Deep CLAS: Deep Contextual Listen, Attend and Spell
This work improves ASR accuracy for rare words, which is important for applications like named entity recognition, but it is incremental as it builds on existing CLAS methods.
The paper tackled the problem of insufficient use of contextual information in Contextual-LAS for ASR, particularly for rare words, by proposing deep CLAS with bias loss and character-level encoding, resulting in a 65.78% relative recall and 53.49% relative F1-score increase on AISHELL-1.
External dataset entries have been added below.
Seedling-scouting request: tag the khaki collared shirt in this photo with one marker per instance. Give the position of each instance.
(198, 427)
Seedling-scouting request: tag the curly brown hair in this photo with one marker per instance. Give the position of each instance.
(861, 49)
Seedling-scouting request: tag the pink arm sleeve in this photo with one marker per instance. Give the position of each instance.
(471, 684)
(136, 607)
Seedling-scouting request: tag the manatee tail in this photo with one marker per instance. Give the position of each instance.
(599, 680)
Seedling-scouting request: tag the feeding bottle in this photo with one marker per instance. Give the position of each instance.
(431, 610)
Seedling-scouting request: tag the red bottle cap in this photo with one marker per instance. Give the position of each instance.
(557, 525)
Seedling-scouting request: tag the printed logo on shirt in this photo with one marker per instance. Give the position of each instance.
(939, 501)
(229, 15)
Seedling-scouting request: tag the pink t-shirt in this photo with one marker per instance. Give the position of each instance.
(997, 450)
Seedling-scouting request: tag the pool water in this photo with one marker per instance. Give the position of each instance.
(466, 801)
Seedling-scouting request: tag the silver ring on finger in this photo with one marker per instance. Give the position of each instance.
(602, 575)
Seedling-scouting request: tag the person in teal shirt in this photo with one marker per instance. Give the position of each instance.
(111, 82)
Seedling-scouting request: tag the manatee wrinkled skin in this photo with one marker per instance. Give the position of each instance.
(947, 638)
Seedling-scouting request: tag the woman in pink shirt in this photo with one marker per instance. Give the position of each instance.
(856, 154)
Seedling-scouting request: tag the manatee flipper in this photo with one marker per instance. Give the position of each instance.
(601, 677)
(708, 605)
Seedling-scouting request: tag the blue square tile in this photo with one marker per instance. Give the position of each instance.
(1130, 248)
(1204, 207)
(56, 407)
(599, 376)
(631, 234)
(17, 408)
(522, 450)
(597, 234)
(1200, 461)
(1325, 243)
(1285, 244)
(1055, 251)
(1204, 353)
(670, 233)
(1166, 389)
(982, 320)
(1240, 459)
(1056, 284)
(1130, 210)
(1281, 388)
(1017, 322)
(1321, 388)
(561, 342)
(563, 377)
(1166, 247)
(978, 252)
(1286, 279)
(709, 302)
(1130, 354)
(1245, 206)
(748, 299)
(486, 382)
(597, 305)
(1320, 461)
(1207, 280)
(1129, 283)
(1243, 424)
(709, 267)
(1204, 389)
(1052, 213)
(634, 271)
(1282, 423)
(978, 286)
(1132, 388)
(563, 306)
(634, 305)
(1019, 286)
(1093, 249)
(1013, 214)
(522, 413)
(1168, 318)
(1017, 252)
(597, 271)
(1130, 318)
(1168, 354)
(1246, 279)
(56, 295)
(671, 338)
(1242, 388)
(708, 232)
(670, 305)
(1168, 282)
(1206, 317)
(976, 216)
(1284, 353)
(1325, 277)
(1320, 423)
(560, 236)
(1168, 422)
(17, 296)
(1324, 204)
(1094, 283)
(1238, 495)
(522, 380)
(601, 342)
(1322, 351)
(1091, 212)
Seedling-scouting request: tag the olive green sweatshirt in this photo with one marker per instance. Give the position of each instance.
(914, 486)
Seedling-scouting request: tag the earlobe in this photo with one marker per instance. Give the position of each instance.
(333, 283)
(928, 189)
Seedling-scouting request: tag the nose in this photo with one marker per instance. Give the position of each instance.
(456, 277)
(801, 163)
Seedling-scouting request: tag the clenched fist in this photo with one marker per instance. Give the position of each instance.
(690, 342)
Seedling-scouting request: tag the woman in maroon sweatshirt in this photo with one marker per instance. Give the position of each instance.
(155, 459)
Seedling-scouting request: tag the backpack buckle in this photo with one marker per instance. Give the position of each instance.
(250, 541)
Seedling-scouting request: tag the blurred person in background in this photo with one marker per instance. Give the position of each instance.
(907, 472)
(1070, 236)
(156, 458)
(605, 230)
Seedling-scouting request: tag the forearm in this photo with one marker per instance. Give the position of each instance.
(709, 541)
Contextual-LAS (CLAS) has been shown effective in improving Automatic Speech Recognition (ASR) of rare words. It relies on phrase-level contextual modeling and attention-based relevance scoring without explicit contextual constraint which lead to insufficient use of contextual information. In this work, we propose deep CLAS to use contextual information better. We introduce bias loss forcing model to focus on contextual information. The query of bias attention is also enriched to improve the accuracy of the bias attention score. To get fine-grained contextual information, we replace phrase-level encoding with character-level encoding and encode contextual information with conformer rather than LSTM. Moreover, we directly use the bias attention score to correct the output probability distribution of the model. Experiments using the public AISHELL-1 and AISHELL-NER. On AISHELL-1, compared to CLAS baselines, deep CLAS obtains a 65.78% relative recall and a 53.49% relative F1-score increase in the named entity recognition scene.